The surging popularity of electric vehicles on American roads could actually lower power bills for all electric consumers, even those who don’t own cars, a new CUB study found.

The key is for policymakers to adopt key measures necessary to manage how EVs get charged.

The study, Charging Ahead: Deriving Value from Electric Vehicles For All Electricity Customers, is possibly the nation’s first analysis by a consumer watchdog group into how EVs will impact electric customers and the power grid. (Read a summary of the study here.)

“To ensure that we seize this opportunity for savings, the public can’t afford for their policy makers to wait,” said David Kolata, Executive Director of the Citizens Utility Board (CUB). “Action is needed now to set policies that help EV owners charge their cars in a way that benefits everyone.”

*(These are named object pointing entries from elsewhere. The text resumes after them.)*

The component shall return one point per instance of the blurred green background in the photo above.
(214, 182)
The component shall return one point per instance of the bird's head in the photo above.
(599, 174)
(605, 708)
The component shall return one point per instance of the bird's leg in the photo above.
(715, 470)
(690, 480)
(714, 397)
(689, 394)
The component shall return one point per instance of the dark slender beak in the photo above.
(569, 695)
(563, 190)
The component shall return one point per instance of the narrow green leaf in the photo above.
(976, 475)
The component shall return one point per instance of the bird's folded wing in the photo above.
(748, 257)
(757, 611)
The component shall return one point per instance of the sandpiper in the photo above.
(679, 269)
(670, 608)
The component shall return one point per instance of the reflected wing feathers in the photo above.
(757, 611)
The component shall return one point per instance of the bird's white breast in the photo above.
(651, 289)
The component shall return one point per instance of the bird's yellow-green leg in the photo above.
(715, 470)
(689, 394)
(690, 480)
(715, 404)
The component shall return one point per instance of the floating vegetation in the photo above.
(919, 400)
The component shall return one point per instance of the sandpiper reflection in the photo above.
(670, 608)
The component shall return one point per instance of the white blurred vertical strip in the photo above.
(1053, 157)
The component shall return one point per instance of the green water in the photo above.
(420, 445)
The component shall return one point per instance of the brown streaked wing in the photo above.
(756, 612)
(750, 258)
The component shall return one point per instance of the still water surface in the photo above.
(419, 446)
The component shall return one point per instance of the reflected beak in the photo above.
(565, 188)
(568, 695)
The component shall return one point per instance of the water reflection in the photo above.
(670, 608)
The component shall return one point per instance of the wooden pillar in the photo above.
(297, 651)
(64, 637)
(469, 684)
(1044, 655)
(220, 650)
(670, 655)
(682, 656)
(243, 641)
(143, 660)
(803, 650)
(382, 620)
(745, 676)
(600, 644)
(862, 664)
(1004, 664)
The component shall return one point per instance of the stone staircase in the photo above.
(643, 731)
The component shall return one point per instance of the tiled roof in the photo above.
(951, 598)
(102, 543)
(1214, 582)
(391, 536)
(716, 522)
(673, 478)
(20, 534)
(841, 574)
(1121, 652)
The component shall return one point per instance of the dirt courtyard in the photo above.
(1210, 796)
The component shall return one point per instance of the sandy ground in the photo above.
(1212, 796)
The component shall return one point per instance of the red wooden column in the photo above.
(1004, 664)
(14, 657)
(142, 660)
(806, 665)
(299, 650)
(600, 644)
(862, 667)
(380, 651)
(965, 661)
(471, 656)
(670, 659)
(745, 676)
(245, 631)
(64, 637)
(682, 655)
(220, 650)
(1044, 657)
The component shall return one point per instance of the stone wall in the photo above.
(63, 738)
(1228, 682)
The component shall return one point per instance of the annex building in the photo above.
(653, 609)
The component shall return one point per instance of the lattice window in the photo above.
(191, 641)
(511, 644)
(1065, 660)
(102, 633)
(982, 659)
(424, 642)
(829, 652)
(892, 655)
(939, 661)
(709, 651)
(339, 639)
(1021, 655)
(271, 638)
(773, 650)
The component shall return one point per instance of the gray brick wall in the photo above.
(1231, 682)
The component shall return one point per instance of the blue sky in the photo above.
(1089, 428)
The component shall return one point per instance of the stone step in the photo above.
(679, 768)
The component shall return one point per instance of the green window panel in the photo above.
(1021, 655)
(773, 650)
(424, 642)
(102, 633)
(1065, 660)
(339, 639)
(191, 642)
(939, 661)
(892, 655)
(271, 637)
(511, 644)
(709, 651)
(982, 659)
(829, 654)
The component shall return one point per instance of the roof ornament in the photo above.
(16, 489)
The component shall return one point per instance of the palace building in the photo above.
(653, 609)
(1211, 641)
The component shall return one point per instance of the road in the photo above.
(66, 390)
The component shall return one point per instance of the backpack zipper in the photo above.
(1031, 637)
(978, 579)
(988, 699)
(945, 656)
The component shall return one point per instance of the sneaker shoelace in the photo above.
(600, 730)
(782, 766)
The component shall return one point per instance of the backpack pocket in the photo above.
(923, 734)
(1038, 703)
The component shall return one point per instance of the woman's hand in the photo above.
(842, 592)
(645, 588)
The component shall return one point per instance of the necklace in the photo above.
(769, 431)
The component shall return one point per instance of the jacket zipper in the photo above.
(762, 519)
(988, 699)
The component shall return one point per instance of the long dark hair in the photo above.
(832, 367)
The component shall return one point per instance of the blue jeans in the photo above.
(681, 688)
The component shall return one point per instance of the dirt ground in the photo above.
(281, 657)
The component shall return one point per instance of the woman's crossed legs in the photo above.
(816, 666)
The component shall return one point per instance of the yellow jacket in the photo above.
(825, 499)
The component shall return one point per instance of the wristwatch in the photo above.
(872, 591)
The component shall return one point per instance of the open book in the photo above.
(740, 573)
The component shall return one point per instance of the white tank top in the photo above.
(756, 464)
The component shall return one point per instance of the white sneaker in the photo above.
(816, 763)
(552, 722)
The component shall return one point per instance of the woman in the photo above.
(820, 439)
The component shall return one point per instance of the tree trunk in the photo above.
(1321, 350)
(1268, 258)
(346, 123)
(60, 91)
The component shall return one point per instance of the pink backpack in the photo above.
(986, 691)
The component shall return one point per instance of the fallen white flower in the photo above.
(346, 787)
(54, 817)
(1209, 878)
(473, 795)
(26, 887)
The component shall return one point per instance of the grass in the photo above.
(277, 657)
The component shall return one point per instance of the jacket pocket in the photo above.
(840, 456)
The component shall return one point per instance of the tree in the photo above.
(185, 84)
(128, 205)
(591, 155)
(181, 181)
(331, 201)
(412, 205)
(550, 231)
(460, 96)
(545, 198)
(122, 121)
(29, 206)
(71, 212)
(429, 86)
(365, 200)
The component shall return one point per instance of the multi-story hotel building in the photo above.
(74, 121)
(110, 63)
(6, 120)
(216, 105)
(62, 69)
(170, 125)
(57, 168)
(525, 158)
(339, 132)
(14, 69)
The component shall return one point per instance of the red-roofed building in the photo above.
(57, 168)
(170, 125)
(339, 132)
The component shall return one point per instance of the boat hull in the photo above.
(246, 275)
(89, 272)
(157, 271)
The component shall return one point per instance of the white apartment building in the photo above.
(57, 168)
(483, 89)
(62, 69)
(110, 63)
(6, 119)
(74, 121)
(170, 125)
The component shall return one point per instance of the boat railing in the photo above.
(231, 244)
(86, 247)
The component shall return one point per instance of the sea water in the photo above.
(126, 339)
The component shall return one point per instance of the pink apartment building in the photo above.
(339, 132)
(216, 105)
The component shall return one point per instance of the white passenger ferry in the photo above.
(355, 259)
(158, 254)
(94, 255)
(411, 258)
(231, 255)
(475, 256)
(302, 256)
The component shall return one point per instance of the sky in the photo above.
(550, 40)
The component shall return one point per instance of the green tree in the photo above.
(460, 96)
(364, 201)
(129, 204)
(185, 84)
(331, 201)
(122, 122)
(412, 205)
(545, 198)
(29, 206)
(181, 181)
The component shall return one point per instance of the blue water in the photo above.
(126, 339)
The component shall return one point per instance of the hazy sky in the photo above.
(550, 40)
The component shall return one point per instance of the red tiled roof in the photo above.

Specifically, the report advocates for automatically enrolling EV owners in a “Time of Use” (TOU) pricing program.

While electricity is most often billed under a fixed rate that rarely changes, dynamic prices fluctuate over the course of the day as the total volume of demand on the system swells and dips.

By funneling EV owners into dynamic plans on an opt-out basis, utilities can ensure the grid digests added demand from EVs without necessitating new expenditures on increased generation capacity or enhanced transmission and distribution infrastructure. EV owners, meanwhile, would benefit from electricity priced far lower than the regular fixed rate.